Wei Dai 12 Sep 2019 11:04 UTC
LW: 17 AF: 11
1
AF

Train an RL agent with access to its previous step reward as part of its observation.

This is making me notice a terminological ambiguity where sometimes “RL agent” refers to a model/policy trained by a reinforcement learning algorithm (such as REINFORCE) like you’re doing here, and sometimes it refers to an agent that maximizes expected reward (given as an input), such as AIXI, like in Daniel Dewey’s Learning What to Value, and a “RL agent” in the first sense is not necessarily a “RL agent” in the second sense.

To disambiguate, it seems a good idea to call the former kind of agent something like “RL-trained agent” and the second kind of agent “reward-maximizing agent” or “reward-maximizer” for short. Then we can say things like, “If a RL-trained agent is not given direct access to its step rewards during training, it seems less likely to become a reward-maximizer.” Any thoughts on this suggestion? (I’ll probably make a post about this later, but thought I’d run it by you and any others who sees this comment for a sanity check first.)
What links here?
- Some of my disagreements with List of Lethalities by TurnTrout (24 Jan 2023 0:25 UTC; 63 points)

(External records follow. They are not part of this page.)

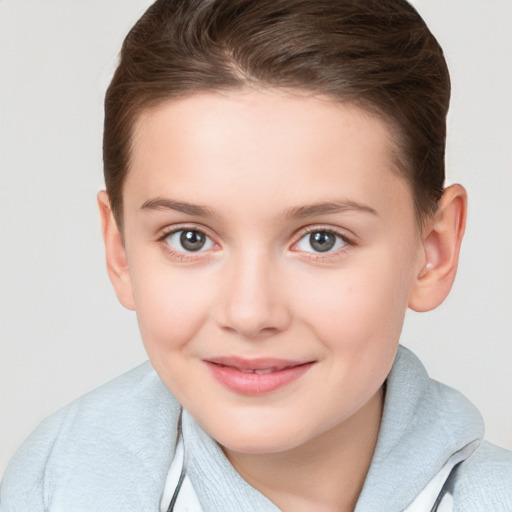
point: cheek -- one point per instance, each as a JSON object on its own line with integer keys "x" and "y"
{"x": 354, "y": 307}
{"x": 171, "y": 307}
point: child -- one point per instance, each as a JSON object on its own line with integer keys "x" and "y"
{"x": 274, "y": 203}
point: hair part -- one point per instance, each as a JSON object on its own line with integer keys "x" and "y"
{"x": 376, "y": 54}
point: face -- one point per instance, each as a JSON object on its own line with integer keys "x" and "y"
{"x": 271, "y": 251}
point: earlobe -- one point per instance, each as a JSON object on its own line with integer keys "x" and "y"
{"x": 442, "y": 239}
{"x": 117, "y": 263}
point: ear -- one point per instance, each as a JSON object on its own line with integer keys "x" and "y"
{"x": 441, "y": 240}
{"x": 117, "y": 263}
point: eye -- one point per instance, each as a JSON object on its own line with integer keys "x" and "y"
{"x": 321, "y": 241}
{"x": 188, "y": 240}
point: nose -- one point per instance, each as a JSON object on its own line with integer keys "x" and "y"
{"x": 253, "y": 303}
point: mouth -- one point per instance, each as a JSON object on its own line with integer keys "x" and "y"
{"x": 253, "y": 377}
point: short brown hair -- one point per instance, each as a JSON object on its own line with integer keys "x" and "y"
{"x": 378, "y": 54}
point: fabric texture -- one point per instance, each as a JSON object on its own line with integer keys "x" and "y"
{"x": 111, "y": 450}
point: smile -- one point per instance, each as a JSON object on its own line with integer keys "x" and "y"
{"x": 256, "y": 377}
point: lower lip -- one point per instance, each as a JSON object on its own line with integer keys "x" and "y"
{"x": 252, "y": 384}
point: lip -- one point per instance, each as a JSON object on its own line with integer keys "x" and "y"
{"x": 238, "y": 374}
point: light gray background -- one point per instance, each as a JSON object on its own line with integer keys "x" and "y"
{"x": 62, "y": 331}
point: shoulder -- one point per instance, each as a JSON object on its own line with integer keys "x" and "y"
{"x": 484, "y": 480}
{"x": 89, "y": 444}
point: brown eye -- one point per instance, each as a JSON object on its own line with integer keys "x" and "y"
{"x": 188, "y": 240}
{"x": 192, "y": 240}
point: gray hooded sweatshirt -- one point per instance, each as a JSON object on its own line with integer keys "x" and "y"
{"x": 120, "y": 448}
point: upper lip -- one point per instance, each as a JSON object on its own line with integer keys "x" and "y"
{"x": 264, "y": 363}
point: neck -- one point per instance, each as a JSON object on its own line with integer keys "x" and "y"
{"x": 326, "y": 473}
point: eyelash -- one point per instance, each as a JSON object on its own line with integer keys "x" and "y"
{"x": 318, "y": 256}
{"x": 315, "y": 256}
{"x": 179, "y": 255}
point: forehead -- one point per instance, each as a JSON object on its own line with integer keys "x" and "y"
{"x": 261, "y": 143}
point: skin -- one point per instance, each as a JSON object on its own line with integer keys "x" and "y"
{"x": 255, "y": 162}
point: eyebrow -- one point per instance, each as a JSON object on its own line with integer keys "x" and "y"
{"x": 159, "y": 203}
{"x": 328, "y": 207}
{"x": 311, "y": 210}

- evhub 12 Sep 2019 16:32 UTC
  LW: 1 AF: 1
  0
  AF Parent
  When I use the term “RL agent,” I always mean an agent trained via RL. The other usage just seems confused to me in that it seems to be assuming that if you use RL you’ll get an agent which is “trying” to maximize its reward, which is not necessarily the case. “Reward-maximizer” seems like a much better term to describe that situation.

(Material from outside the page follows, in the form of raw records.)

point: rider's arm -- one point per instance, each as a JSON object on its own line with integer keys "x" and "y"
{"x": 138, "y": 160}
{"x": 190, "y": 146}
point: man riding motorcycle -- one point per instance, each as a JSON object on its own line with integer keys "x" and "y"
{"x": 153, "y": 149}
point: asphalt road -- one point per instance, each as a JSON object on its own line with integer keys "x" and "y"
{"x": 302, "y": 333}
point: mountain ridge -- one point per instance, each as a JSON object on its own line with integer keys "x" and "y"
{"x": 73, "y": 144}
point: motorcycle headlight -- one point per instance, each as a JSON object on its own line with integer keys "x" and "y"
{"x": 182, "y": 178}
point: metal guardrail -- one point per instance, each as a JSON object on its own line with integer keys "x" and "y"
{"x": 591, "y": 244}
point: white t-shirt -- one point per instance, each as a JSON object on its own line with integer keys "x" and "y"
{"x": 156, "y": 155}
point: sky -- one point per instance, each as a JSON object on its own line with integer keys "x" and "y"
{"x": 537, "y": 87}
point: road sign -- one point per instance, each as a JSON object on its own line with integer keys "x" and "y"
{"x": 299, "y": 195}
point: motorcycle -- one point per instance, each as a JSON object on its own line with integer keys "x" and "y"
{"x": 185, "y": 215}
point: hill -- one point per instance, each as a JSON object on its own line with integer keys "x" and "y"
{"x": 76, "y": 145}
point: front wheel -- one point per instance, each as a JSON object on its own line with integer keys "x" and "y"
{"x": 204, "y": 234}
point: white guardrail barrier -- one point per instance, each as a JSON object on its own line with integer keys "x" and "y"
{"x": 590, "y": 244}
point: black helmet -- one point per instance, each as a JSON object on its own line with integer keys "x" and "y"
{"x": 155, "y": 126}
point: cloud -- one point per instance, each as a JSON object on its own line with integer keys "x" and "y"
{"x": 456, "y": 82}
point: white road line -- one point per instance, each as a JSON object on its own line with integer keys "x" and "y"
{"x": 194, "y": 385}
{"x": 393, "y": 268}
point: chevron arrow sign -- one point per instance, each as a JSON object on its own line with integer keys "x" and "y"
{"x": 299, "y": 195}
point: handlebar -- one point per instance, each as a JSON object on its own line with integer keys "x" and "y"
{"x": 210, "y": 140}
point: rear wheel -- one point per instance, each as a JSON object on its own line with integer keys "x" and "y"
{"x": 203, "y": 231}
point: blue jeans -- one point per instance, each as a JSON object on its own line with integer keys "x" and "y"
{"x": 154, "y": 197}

  - Wei Dai 12 Sep 2019 17:25 UTC
    LW: 11 AF: 8
    0
    AF Parent
    
    When I use the term “RL agent,” I always mean an agent trained via RL.
    
    I think the problem with this usage is that “RL agent” originally meant something like “an agent designed to solve a RL problem” where “RL problem” is something like “a class of problems with the central example being MDP”. I think it’s just not a well-defined term at this point, and if you Google it, you get plenty of results that say things like “the goal of our RL agent is to maximize the expected cumulative reward”, or “AIXI is a reinforcement learning agent”. I guess this is fine for AI capabilities work but really confusing for AI safety work.
    
    So, consider switching to “RL-trained agent” for greater clarity (unless someone has a better suggestion)? ETA: Maybe “reinforcement trained agent”?